Entre les crédits d’impôts, prestations et programmes sociaux de tout acabit, il est facile de perdre son chemin. La solution? Pour certains, faire table rase et adopter le revenu minimum garanti (RMG).

Certains soutiennent que le revenu minimum garanti sera plus simple et moins coûteux à administrer que le fatras de programmes qui existe actuellement, et aussi plus humain puisqu’il permettra aux travailleurs de mieux s’en tirer entre deux emplois ou deux contrats, écrit-on dans La Presse. D’autres craignent que des Bougons ne profitent du système, ou encore que le RMG ne détourne certains citoyens du marché du travail.

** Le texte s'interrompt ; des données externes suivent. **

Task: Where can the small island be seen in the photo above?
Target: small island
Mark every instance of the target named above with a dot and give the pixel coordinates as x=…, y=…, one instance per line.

Un sondage Angus Reid publié en août illustrait bien les espoirs et les craintes des Canadiens sur le sujet. Environ 65 % des Canadiens sont en faveur d’un revenu minimum garanti de 20 000 $ à 30 000 $ par année. Mais ils sont presque aussi nombreux (60 %) à croire qu’un tel programme coûterait trop cher au gouvernement fédéral, et les deux tiers refusent l’idée de payer plus d’impôt pour le financer.

LE TEST DU RÉEL

Discuté depuis des lustres, le RMG n’a pourtant que rarement été véritablement testé. Résultat : si bien des opinions se confrontent dès que l’on aborde le sujet, elles ne sont que cela : des opinions.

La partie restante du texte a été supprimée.